Agent tool boundary diagram with schemas permissions approvals and audit logs
  • Tools should have narrow names and clear schemas so the model knows exactly what action is possible.
  • Read-only tools are safer than write tools. Start with lookup, search, summarize, classify, and inspect before allowing updates.
  • Write tools need approval rules, audit logs, retries, rollback plans, and idempotency so repeated calls do not create duplicate work.
  • Sensitive actions such as payments, account changes, customer messages, deployments, and data deletion need human gates.
Production agent system with policy permissions memory observability evaluation and fallback

Production Layers

The agent is only one part of the system.

A useful demo can be one model and one tool. A production workflow needs more. It needs policy, permissions, state management, logs, evaluations, approvals, and a way to stop when the model is uncertain.
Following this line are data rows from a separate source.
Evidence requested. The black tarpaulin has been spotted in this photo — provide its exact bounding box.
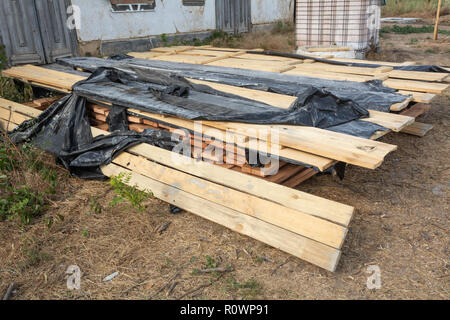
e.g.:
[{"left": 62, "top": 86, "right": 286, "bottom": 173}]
[
  {"left": 9, "top": 94, "right": 175, "bottom": 179},
  {"left": 58, "top": 57, "right": 407, "bottom": 112},
  {"left": 72, "top": 66, "right": 369, "bottom": 128},
  {"left": 246, "top": 50, "right": 450, "bottom": 73}
]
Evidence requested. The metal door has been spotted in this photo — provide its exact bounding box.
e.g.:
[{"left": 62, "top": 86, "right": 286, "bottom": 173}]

That is the difference between an impressive prototype and a business system a team can operate.

Policy

Defines what the agent is allowed to do, what requires approval, and what must be refused or escalated.

Permissions

Limits the agent to the minimum tools, data, accounts, and environments needed for the task.

Memory

Stores useful state, preferences, prior work, and evidence without letting stale context quietly control future actions.

Observability

Records prompts, tool calls, returned data, decisions, confidence, approvals, and final outcomes.

Evaluation

Tests whether the agent completes the workflow correctly, safely, repeatedly, and within cost and latency limits.

Fallback

Moves uncertain, risky, failed, or low-confidence work to a human or a simpler deterministic path.

Examples

The loop shows up in ordinary business workflows.

An agent is most useful when the work has a repeatable shape but still requires judgment. The model does not replace the workflow. It moves through the workflow with software controls around it.

Scheduling

Find the customer, check appointment history, inspect route availability, propose options, save a pending request, and wait for operations approval.

Claims

Classify the claim, retrieve policy rules, compare repair history, estimate replacement cost, score confidence, and escalate exceptions.

Software rescue

Inspect the repo, identify build failures, read logs, change one file, run tests, observe errors, and continue until the release blocker is isolated.

Failure Modes

Agent failures are often process failures.

Most agent problems are not dramatic. They are ordinary software problems with a model in the middle: unclear requirements, missing state, weak permissions, incomplete data, bad retries, vague tool contracts, and no audit trail.

Watch for

  • The agent takes action before it has enough context.
  • The agent chooses the wrong tool because tool names or descriptions are vague.
  • A tool returns partial data and the agent treats it as complete.
  • A previous step fails silently and every later step builds on the wrong state.
  • The agent repeats a write action and creates duplicate records, messages, or jobs.
  • The agent follows instructions embedded inside a web page, document, email, or tool output.
  • The workflow works in a demo but has no audit trail, approval path, or recovery plan.

HerbDev Perspective

The agent loop needs senior ownership.

The hard part is not getting a model to call a tool. The hard part is deciding which tools it should have, when it should stop, what it should remember, what it must never do alone, and how the business can prove the workflow is working.

A reliable agent workflow is designed like production software: small steps, visible state, limited permissions, measured outcomes, human approval where risk is real, and a clear owner when something breaks.